I’m thinking now—and we’re going to implement some ways here in our dear church by which we can make our Lord’s Supper more preciously, beautifully meaningful.  “Do this in remembrance of Me” [1 Corinthians 11:23-26].  That’s the first response.  I can remember that He did this; He died for me [1 Corinthians 15:3].

My second way: I can give my life in confession and recognition of what the Lord hath done for me.  “You are not your own; you are bought with a price” [1 Corinthians 6:19-20].  We belong to God; we belong to the Lord Jesus.  And everything we have and possess is His.  We are a part of Him as He is a part of us [John 17:21-23].

When I was a youth, just beginning my ministry many, many years ago, I was a guest in a home in Tulsa, Oklahoma.  It was a lovely couple, a beautiful couple.  And at the breakfast table the next morning, just visiting with them, I learned that she grew up in this dear church here.  It had never occurred to me at that time that I’d ever be undershepherd of this great church.  She grew up in this church.  This boy fell in love with her.  This young fellow, he had nothing at all.  Just starting, but he fell in love with this girl here in this church.

When he asked her to marry him, she said, “Yes, providing number one, that we have a Christian home.  All the things that make a home Christian—the Bible, prayer, church attendance, all of the sweet things in kindness and forgiveness and love and grace— all the things that make for a Christian home, that we have a Christian home.

“And the second one,” she said, “no matter what you make, that we give one-tenth of it to the Lord.  “I’ll be happy,” she said, “in whatever salary or whatever stipend or whatever amount.  I’ll live in that and I’ll be happy in it, only that we give one-tenth of it to the Lord.”

Oh dear!  Think of the blessedness of a girl like that!  Growing up here in this church under the great pastor George W. Truett.  And that home so beautiful and so blessed and so affluent.  How God had remembered them!  What a beautiful response to our Lord that I give Him the love and devotion of my heart and my soul!
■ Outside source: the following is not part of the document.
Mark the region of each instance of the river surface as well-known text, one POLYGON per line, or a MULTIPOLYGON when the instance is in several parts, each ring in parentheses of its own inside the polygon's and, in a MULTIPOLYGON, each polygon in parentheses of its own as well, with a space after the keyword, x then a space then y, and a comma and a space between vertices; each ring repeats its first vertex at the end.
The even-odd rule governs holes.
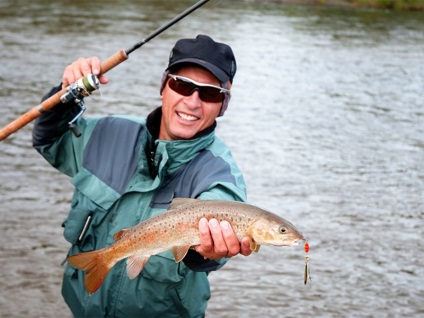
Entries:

I read this last week the most unusual thing.  A visitor had been to Korea and had brought back a picture.  And the picture was this: it was the picture of a boy pulling a plow, and his father was guiding it–a boy pulling the plow.  Well, the man who brought the picture back was in a group, and he was showing it to the group and in a group was a missionary.
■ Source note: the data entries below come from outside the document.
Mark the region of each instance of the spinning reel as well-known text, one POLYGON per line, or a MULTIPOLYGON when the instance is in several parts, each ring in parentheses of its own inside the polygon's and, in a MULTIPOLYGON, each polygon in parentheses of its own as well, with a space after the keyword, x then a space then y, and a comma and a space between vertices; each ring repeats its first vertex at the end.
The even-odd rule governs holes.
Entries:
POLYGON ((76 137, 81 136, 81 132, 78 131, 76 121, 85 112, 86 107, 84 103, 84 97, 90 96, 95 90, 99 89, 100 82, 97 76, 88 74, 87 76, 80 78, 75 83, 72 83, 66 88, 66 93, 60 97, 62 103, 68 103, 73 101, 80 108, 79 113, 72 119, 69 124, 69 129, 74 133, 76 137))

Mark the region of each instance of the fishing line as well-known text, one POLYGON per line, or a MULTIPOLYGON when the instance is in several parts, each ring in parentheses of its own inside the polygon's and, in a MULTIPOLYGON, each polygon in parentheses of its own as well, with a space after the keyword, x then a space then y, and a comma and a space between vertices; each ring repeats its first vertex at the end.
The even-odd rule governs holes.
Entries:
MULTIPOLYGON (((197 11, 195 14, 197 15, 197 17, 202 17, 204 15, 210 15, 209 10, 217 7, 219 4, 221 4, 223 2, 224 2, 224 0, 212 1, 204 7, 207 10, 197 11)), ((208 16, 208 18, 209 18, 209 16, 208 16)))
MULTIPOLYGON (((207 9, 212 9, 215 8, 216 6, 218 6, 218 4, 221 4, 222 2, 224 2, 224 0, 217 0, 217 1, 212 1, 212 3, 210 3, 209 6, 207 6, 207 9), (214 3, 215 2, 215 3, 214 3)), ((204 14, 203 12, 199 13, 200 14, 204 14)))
And the missionary looked at it, and he said,” Oh, those are my people!  Those are my people.”  And he said, explaining, “That boy pulling that plow, and his father guiding it, we built a little church over there in Korea.  And this poor family had nothing to give.  They sold their one ox and gave the price of the ox to the church.  And that’s why the boy—not an ox—that’s why the boy is pulling the plow.”

When I read that, I thought, I wish I had been there.  I wish I could have given that ox.  I wish I could have given it to that poor family.  Then, as I begin to think, I wish I had been there when Jesus sat, wearied by the well [John 4:6].  I wish I could have given Him a drink of water [John 4:7].  I wish I could have done it.  Then I think of our Lord in the upper room.  I wish I could have been there and washed His feet.  I would love to have done that.  I wish I could have washed His feet [John 13:4-17].
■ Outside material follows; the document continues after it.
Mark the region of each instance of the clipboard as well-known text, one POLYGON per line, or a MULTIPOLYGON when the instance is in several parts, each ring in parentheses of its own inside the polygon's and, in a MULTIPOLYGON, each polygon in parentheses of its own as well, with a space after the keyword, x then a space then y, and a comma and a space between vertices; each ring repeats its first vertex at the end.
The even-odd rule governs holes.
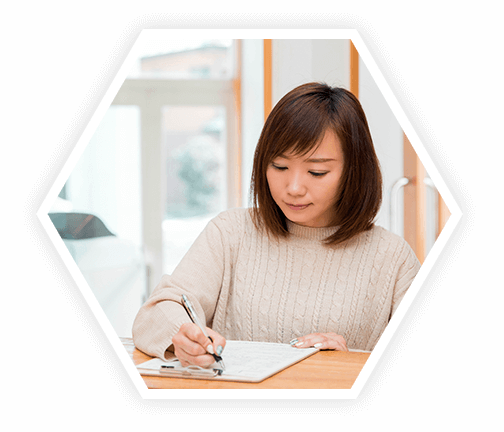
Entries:
POLYGON ((137 365, 141 375, 258 383, 315 354, 317 348, 295 348, 290 344, 228 340, 222 353, 226 369, 183 367, 177 360, 154 358, 137 365))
I don’t know whether I’ve over-persuaded.  I don’t know whether I’d have the courage or not, but when that maddened throng were shouting, “Crucify Him!  Crucify Him!” [Luke 2313, :20-21,  I wish I could have stood up and said, “What?  Crucify my Lord?  How could it be?”  And when the one hundred twenty gathered before Pentecost [Acts 1:13-15], I wish I could have been there.  I wish I could have been the one hundred twenty-first one.  One hundred twenty‑one instead of a hundred twenty!  I wish I could have been there [Acts 1:13-15].

All of this, of course, is just imagination, just thinking.  I can’t sit by the well with the Lord in Sychar.  And I couldn’t be in the upper room.  Nor could I be a part of the prayer meeting before Pentecost.  But oh, dear me, think of what I can do.  I can love the Lord in my heart and soul.  And I can confess Him openly and proudly and unashamedly.

I can belong to the family of God.  I can be baptized as you saw that family a moment ago.  I can love these dear people, and I do.  To me, it is like heaven to assemble with God’s sweet children.  I can sing praises to the Lord Jesus.  I can read the Scriptures.  I can listen to the Word of God with my heart as well as with my mind.  And I can walk in and out with you in the love and grace and mercy of our Lord.  There is so much that I can do now.

And, dear God, out of the love of Jesus and in Thy grace and mercy, this day I do give myself to Thee.  And in all of these ways, God bless and sanctify and hallow as only God is able to do.  Now may we bow our heads in the prayer?

Our Lord in heaven, would God we had the voice of an angel and the words of glory thus to try to describe the wonder and the glory of God’s goodness to us.  But even Holy Scripture could not describe it.  This marvelous outpouring of the love in Christ Jesus, even the Scriptures could not verbalize it.  The very apostles of Christ found it to be unspeakable, and unutterable, and indescribable, and ineffable.  And how much less Lord would we be able to delineate all of the wonder and glory and preciousness of our blessed Lord Jesus?  Thank You Father that He came into the world to show us the way [John 10:10].  Thank You Second Person of the Trinity the Lord Jesus for dying in our stead [Hebrews 10:5-14; 1 Corinthians 15:3], for being raised for our justification [Romans 4:25], for coming for us some glorious and final day.  And thank You and praise You Holy Spirit of God for calling us, for leading us into that faith and confession that brought to us eternal never ending life [Romans 10:9-10].  O bless God for His wonderful, indescribable, unspeakable, unutterable gift of the Lord Jesus to us [2 Corinthians 9:15].  And our Lord may our lives flow in praise, and love, and adoration, and worship toward Thee.  May everyday be a wonderful day because Jesus is with us [Hebrews 13:5].  And He is going to see us through and someday open the door for heaven, for us [John 14:3].  O bless God for His unspeakable gift [2 Corinthians 9:15], in Thy saving name, amen, amen.

“Pastor, today I want to confess my faith in the living Lord.  I have got it in my heart, I want to do it.”  Or, “Pastor, I want to bring my family into the circle of this sweet church.”  Or, “Pastor, I am answering a call of God in my heart today.”  As the Spirit shall press the appeal, you answer with your life.  If you are in the balcony, the top row of seats, there is time and to spare.  Down one of these stairways, down one of these aisles, “Pastor, this is God’s day for me, and I am on the way, and here I stand.”  May angels attend you and God bless you as you come, you who are going to pray with Zig and you who are coming to be with us in this dear church.  Heaven look down and the Holy Spirit rejoice in His work of encouragement, and salvation, and confirmation, and affirmation today.  Just loving the Lord Jesus, come, come, while we stand and while we sing.